Mere thousands of extra soldiers wouldn’t do. No, only the entirety of the Haredi world was enough. They wanted it all, and they wanted it now.
Forget the fact that the army had reneged on its commitments to Haredim—and more broadly, to religious soldiers—time and again. Ignore the obvious idiocy in expecting working Haredim to enlist when their own siblings are being treated as criminals. Disregard the fatuousness of expecting to uproot in the course of eight months attitudes that had hardened over eight decades.
At a certain stage, the sheer foolishness of the current approach began to look intentional. As if the point of the draft law was to punish the Haredim, not to find a way forward.
Then it became clear why. The slick campaign placing ads in right-wing newspapers accusing Haredim of draft dodging was funded by left-wing organizations. They saw the draft crisis as the one issue capable of splitting the right and bringing down Israeli Prime Minister Benjamin Netanyahu.
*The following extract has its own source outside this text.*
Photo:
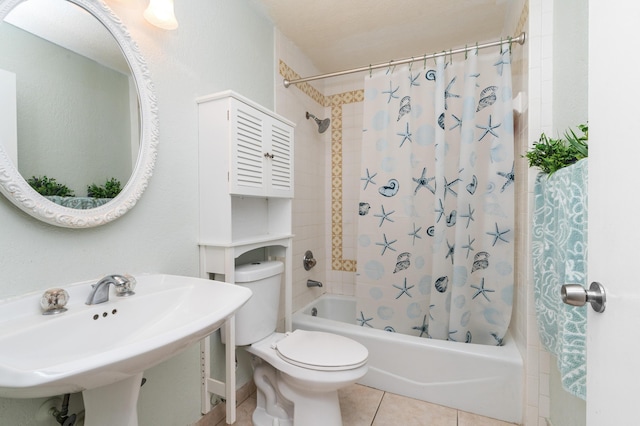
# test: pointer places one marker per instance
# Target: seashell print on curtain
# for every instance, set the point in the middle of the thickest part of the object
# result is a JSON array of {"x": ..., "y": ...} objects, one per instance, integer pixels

There were some within the Israeli right, such as broadcaster Yinon Magal, who were clear-sighted enough to see what was happening. Magal, who fronts the Fox News-style “Patriotim” talk show, warned Likud and national-religious politicians that they were falling into a left-wing trap.
Indeed, as Netanyahu’s government expires over that very division, it’s now clear that the campaign worked.
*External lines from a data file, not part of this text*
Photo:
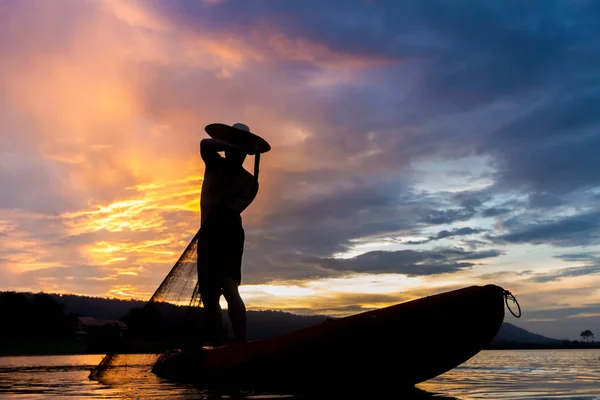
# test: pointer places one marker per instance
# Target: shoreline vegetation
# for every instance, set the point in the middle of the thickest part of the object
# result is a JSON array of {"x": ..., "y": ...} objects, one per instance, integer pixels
[{"x": 50, "y": 324}]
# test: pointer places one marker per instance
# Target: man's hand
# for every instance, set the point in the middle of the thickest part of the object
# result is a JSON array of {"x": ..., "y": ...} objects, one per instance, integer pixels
[{"x": 217, "y": 145}]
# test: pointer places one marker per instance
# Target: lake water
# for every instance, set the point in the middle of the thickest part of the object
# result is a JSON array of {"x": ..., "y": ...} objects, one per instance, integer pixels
[{"x": 514, "y": 374}]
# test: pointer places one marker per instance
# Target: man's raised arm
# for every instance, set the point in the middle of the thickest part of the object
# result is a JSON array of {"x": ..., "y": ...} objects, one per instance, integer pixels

In doing so, it has ensured the victory of the most strident voices, who claimed all along that the draft push was an attempt to destroy the Haredi world itself.
But as right-wing voters may yet discover, there’s a price to be paid for cornering the Haredim.
In the years since the collapse of the Oslo process in the Second Intifada, the Haredim have gone from being a counterweight in Israeli politics to staunch members of the right-wing religious bloc. That, in turn, has underwritten Netanyahu’s rule and ensured years of plenty for the settlement movement in Judea and Samaria.
But despite large communities existing over the Green Line, such as Beitar Illit and Modi’in Illit, Haredim are not an organic part of the settlement movement. Barring a few politicians and smaller groupings, by and large, Haredi instincts are not institutionally as hawkish as others on the right.
For many years, though, as the right-wing religious bloc that has dominated Israeli politics for the past decade and a half has embraced the Haredim, the community has reciprocated. The failure of Likud and other right-wing parties to honor their coalition agreements and pass the draft law may well have sundered that longstanding unity.
While it remains highly unlikely that the Haredim will form a government dominated by the progressive left, politics is never a binary choice, and sitting out the next government is also an option.
Anyone who thinks that the Haredim will automatically join the right again simply has no idea of the extreme condition in which the average such family now finds itself.
That anger grows with every arrest. Every new step taken to hound young Haredi families by removing childcare subsidies or denying access to affordable housing threatens the right’s hold on power—with all that entails.
War, or any other sustained crisis, brings out the best in human nature, and also the worst.
In the immediate aftershocks of Oct. 7, it appeared that the first impulse would dominate. Who can forget the beautiful scenes of unity?
But that all seems so long ago, replaced by something that looks painfully like the old “Beat the Jew and save Russia” slogan.
Indulging the base instinct to flail the Haredim may play well on prime time. It may feel cathartic, and even win votes. But it won’t change anything.
Because delusion always comes at a price—and when delusion becomes government policy, it’s one that we all end up paying.